Identify your audience’s needs
Sounds simple, but far too many business writers attack documents from their own perspective, rather than considering the needs of their readers. Keep WIIFT (what’s in it for them?) at the front of your mind as you make and support each main point. Give them the need-to-know information. Identify benefits for them throughout the document. Benefits help readers buy into what you are saying.
Follow this simple formula:
- State your point
- Tell your reader why you’re writing
- Explain the actions you want your reader to take afterwards
- Weave benefits in where possible and pertinent
Some other tips for keeping it clear and concise:
- Be brief. Don’t use jargon unless you are 100 percent sure everyone that reads it will know what you’re talking about.
- Choose short words over long. The fewer syllables the better. If a document is filled with long words—even if they are everyday words—it can intimidate your reader. Keep it short and simple.
- Use strong action verbs and an active voice. Put the subject at the start of the sentence and let it do the action—rather than being acted upon.
Look at the difference an active approach makes in the following example:
- “Managers should instruct their chief administrative official to compose a written communication to the industrial creators in the manufacturing building.”
Clearly and concisely written, the sentence would say:
- “Supervisors should send a memo to the line staff.”
See the difference? Not only is the sentence cut to less than half of its original length—saving the reader time—but it is much clearer.
Today’s readers want to be able to glance at a document and pull out the key points—the points that matter to them. Break up long stretches of copy with headings and subheadings so readers can pinpoint need-to-know information. Emphasize critical points by using bullets. Highlight supplemental points with boxes and shading. Use graphics to illustrate hard-to-describe subjects that are better explained with visuals.
Keep e-mails to one main point, on one screen
If an e-mail is longer than one screen, write a memo, letter, or make a phone call instead.

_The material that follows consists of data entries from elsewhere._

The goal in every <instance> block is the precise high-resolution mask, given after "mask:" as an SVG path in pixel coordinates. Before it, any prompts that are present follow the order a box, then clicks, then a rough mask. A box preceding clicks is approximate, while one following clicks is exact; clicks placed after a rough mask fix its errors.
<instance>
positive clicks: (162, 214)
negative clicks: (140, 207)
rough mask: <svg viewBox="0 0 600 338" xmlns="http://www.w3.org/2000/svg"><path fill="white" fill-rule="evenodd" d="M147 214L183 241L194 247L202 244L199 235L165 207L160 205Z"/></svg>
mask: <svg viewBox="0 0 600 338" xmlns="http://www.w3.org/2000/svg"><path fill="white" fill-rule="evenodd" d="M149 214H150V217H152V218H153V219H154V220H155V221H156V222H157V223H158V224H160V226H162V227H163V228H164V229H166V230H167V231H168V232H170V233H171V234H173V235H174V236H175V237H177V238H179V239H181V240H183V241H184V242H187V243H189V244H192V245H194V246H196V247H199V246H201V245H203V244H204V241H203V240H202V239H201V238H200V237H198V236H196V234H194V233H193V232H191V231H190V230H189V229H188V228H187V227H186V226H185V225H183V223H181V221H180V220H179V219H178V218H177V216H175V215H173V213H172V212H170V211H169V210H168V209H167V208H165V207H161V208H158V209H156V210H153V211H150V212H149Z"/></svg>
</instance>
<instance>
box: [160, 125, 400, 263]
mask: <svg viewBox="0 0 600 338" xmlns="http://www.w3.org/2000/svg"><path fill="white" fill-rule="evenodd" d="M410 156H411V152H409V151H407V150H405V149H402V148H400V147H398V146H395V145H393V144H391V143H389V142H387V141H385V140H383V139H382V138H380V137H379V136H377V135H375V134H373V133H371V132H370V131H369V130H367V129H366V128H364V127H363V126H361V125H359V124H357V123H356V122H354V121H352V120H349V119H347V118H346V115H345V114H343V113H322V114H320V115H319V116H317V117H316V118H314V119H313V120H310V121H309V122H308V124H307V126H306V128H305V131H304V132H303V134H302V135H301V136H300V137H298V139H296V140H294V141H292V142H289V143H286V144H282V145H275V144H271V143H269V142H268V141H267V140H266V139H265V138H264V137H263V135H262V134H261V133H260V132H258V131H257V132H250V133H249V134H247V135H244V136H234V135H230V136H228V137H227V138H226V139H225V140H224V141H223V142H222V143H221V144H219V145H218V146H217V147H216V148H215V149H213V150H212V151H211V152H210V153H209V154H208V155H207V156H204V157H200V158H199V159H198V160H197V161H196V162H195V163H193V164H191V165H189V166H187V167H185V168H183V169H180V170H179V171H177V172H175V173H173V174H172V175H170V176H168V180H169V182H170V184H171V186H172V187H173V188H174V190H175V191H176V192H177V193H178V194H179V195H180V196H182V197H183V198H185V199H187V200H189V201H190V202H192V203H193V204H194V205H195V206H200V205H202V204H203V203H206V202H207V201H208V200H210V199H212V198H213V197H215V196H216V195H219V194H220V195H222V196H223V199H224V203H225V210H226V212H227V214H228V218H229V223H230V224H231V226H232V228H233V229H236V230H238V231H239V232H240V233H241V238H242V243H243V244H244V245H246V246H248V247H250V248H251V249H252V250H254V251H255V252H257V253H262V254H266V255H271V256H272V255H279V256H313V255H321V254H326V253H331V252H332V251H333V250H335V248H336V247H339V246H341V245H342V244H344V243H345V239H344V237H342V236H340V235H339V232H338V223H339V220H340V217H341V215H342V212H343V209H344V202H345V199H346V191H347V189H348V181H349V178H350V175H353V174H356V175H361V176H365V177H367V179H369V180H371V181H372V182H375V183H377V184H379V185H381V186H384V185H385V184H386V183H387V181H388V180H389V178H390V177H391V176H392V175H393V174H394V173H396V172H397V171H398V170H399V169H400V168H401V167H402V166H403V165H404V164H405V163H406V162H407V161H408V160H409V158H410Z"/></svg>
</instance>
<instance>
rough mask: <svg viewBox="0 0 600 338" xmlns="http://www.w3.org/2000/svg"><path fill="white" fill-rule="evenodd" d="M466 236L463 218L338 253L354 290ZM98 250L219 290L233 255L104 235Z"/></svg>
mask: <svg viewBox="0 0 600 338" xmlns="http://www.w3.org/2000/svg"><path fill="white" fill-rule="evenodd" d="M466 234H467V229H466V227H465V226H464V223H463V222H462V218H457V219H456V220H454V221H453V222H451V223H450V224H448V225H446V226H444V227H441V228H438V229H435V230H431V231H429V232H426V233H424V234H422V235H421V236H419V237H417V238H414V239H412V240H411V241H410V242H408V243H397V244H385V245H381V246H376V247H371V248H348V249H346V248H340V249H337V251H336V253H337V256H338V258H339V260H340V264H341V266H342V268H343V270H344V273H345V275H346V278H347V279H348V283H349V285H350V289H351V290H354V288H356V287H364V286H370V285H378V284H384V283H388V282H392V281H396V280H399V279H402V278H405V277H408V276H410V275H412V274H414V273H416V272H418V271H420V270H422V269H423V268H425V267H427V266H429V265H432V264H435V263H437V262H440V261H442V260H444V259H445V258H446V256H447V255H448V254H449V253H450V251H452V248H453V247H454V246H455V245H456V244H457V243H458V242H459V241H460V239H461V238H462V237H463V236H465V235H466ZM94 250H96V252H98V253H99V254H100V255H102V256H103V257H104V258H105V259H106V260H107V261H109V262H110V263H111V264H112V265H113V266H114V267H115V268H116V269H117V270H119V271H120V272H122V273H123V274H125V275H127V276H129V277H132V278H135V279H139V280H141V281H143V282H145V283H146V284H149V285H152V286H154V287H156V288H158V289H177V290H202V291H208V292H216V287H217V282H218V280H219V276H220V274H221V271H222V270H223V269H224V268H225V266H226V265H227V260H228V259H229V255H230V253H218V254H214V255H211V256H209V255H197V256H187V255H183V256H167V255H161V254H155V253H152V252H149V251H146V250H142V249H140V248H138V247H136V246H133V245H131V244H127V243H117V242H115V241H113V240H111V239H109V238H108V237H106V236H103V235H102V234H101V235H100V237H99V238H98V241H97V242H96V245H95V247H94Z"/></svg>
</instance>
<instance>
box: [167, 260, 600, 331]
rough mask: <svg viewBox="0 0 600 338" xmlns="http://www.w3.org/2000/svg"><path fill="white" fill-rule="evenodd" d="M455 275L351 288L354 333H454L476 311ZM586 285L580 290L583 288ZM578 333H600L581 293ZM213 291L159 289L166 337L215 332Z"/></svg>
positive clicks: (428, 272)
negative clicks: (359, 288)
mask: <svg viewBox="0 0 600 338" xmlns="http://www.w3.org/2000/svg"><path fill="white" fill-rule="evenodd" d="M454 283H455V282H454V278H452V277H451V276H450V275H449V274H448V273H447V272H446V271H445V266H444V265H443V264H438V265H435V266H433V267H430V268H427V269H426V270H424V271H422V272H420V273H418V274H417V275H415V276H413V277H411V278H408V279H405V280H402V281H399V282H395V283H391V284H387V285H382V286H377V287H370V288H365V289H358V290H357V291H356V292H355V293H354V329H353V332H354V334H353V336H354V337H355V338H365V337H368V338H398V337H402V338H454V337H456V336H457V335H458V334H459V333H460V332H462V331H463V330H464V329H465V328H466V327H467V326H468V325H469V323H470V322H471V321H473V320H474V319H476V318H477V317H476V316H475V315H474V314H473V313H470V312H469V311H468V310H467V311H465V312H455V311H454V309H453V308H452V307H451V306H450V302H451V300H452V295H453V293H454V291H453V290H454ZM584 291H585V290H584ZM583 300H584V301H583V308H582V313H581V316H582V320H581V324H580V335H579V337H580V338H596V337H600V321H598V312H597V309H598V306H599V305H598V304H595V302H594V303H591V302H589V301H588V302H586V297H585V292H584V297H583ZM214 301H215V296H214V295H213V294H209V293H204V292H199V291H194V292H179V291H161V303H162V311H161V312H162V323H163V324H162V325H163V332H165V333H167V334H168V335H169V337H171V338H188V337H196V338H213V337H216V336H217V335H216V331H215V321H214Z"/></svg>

If you must cover more than one main point in an e-mail, be sure to number or bullet your points so your reader can follow your train of thought.
When you’re writing a report, or project information for an upcoming meeting, there are times certain people on your list need extra information that others don’t. In this case, attach supplemental material (data, charts, graphs, testimonials, etc.) in your email. People that need the information, as well as others who might want more info, can look at it later. Others who don’t need or want it can ignore the attachments. as attachments in electronic communications. Save paper and printing costs by offering the supplemental material as an option in paper documents, asking readers to let you know if they would like a copy.
Don’t let electronic correspondence get too casual
Just because you are chatting back and forth electronically does not mean you can drop all business formality. Email is especially vulnerable to overly casual business writing—and being too casual with business colleagues can get you in trouble for a variety of reasons.
- Attempts at humor often fall flat and backfire, as your reader tries to figure out if you are joking or being serious. And honestly, what you think is funny may be offensive to another.
- Politically incorrect comments are more likely when you let your guard down and are less formal.
- Emoticons and chat room abbreviations are never appropriate in business correspondence. Save them for personal texts.
I have mixed feelings on emoticons. While I would NEVER use them for something going to someone in management above me, or correspondence with an upset customer, I personally have used them in other instances to break the ice or inject humor into something I’ve written. My immediate supervisor and co-workers have gotten emails from me with emoticons—generally smiley faces or poops, depending on what I’m writing about.
In addition, part of my job is to monitor social media across several platforms and customers that I chat with on Twitter, don’t mind emoticons at all. If someone praises our company in a tweet, I almost always respond with a “thank you” and a heart emoticon. Through dozens of online conversations, I haven’t had a negative response.
So, use your judgement on social media with emoticons, but when it comes to emails or other written correspondence, if in doubt, leave it out!